В детстве у Гэвина был только один друг — мальчик, который каждый день перелезал через его забор и рвал наспех посаженные тут и там цветы. От его вандализма страдали окна всех соседских домов без исключения, но чаще всего он прятался в кустах, раскинувшихся по всему участку заднего двора. Его Рид тоже помнит. Мальчик с голубыми глазами, всегда очень серьёзный и молчаливый, едва не уговоривший его однажды залезть на стройку.
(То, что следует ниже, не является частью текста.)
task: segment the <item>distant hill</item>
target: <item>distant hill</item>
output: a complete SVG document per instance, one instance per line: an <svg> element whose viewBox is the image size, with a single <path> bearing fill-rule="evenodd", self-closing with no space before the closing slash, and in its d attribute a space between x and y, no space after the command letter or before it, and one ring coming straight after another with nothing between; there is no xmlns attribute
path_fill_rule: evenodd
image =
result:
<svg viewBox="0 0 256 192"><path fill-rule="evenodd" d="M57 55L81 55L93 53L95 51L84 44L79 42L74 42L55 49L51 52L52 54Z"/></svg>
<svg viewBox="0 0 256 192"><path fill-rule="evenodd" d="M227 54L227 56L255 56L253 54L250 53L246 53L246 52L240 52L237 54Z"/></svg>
Тот самый, что соглашался на все шалости, какие только приходили в голову — иногда пустяковые, а иногда и не очень.
— Сад завален листвой, — брат останавливает машину. — Внутри куча пыли, однако я искренне надеюсь, что ты со всем этим разберёшься.
— Есть ли смысл, — хмыкает Гэвин, — если после моего отъезда здесь опять никто не будет жить.
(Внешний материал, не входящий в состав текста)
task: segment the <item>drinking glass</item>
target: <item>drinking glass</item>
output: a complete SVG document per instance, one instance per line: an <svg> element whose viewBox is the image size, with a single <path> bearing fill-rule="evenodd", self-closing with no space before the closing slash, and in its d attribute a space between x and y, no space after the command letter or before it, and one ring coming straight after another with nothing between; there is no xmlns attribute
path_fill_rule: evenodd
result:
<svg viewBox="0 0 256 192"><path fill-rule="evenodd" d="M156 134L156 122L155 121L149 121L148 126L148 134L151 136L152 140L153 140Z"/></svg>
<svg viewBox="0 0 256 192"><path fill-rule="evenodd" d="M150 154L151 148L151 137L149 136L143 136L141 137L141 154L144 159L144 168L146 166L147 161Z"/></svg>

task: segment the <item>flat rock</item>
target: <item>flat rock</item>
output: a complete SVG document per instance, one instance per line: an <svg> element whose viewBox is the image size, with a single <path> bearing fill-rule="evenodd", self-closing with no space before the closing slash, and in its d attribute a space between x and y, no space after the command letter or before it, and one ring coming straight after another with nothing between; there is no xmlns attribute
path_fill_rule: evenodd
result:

И всё-таки уборка нужна — сюда он приехал не на пару дней, а на долгий срок. Может быть, на неделю или больше. Дом к приезду подготовить не успели, и предоставленный сам себе Рид поднимается на крыльцо с каким-то затаенным трепетом в душе — после смерти родителей там ничего не меняли, не переставляли. Комнаты в какой-то момент опустели, уютная гостиная стала никому не нужна. И вот он идет, вслушиваясь в скрип ступенек, половиц под ногами, а накрывающие Детройт сумерки обволакивают темнотой помещения — одно за другим. Щелкаешь выключателем — работает. Гэвин вдыхает затхловатый воздух и тут же закашливается. Накрытые белой тканью кресла отбрасывают жуткий силуэт на пол, чем заставляют его вновь задуматься о том, зачем он приехал сюда, зачем солгал брату о несуществующих проблемах. Какие у него могут быть, черт подери, проблемы?
Почему-то его трясет. Эхо какого-то отдаленного шума из прошлого преследует при каждом шаге — где-то со стороны кухни слышен звон разбитого стекла, хлопок дверцей кухонного шкафа. Гэвин подходит медленно к окну — сквозь грязноватое стекло виден темный задний двор, колышущаяся трава. А в стенах воет ветер.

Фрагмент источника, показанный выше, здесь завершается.